A note on weak eigenstate thermalization and normalization of operators

P. Łydżba,1 R. Świętek,2,3 M. Mierzejewski,1 M. Rigol,4 L. Vidmar2,3

1Institute of Theoretical Physics, Faculty of Fundamental Problems of Technology, Wrocław

University of Science and Technology, 50-370 Wrocław, Poland

2Department of Physics, Faculty of Mathematics and Physics, University of Ljubljana, SI-

1000 Ljubljana, Slovenia

3Department of Theoretical Physics, J. Stefan Institute, SI-1000 Ljubljana, Slovenia

4Department of Physics, The Pennsylvania State University, University Park, Pennsylvania

16802, USA

While the eigenstate thermalization hypothesis (ETH) is well established for quantum-chaotic interacting systems, its validity for other classes of systems remains a matter of intense debate.

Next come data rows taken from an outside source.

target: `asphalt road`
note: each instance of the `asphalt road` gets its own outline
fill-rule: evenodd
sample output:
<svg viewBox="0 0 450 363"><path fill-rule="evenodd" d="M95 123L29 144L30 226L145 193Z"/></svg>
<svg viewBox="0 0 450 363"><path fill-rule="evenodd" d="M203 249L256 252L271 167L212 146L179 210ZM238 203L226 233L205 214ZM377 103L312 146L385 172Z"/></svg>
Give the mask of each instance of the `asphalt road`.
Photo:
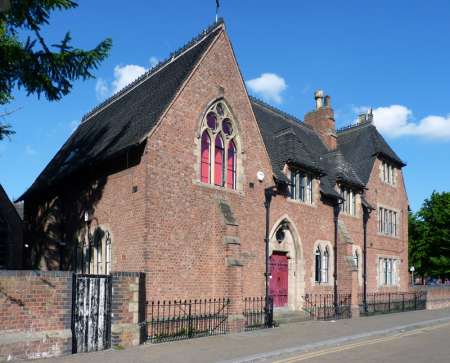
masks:
<svg viewBox="0 0 450 363"><path fill-rule="evenodd" d="M273 363L449 363L450 324L273 360Z"/></svg>

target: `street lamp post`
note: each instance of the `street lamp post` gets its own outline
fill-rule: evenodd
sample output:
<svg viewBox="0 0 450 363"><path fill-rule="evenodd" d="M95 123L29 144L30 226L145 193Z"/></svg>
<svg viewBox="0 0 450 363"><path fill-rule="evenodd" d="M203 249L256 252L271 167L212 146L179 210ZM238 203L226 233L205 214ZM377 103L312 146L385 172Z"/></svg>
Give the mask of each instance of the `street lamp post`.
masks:
<svg viewBox="0 0 450 363"><path fill-rule="evenodd" d="M409 271L411 272L411 286L415 285L415 281L414 281L414 271L416 271L414 266L411 266L409 268Z"/></svg>
<svg viewBox="0 0 450 363"><path fill-rule="evenodd" d="M272 326L273 317L272 317L272 309L270 307L270 296L269 296L269 228L270 228L270 204L272 202L272 198L277 195L277 189L275 186L268 187L264 189L264 208L266 209L266 234L264 237L265 244L265 284L266 284L266 298L265 298L265 307L264 312L266 315L266 325L268 327Z"/></svg>

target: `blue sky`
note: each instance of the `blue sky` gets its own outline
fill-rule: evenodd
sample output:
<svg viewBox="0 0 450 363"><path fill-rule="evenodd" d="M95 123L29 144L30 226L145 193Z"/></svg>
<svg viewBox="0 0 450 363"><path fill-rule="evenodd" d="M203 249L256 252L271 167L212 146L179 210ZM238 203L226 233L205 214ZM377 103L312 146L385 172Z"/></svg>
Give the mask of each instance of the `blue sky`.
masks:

Focusing on quadratic fermionic Hamiltonians, we here argue that the weak ETH is satisfied for few-body observables in many-body eigenstates of quantum-chaotic quadratic (QCQ) Hamiltonians. In contrast, the weak ETH is violated in two cases: (a) for sums of few-body observables in all quadratic Hamiltonians, and (b) for few-body observables in localized quadratic Hamiltonians. We argue that these properties can be traced back to the validity of single-particle eigenstate thermalization, and we highlight the subtle role of normalization of operators. Our results suggest that the difference between weak and no ETH in many-body eigenstates allows for a distinction between single-particle quantum chaos and localization. We test to which degree this phenomenology holds true for integrable systems such as the XYZ and XXZ models.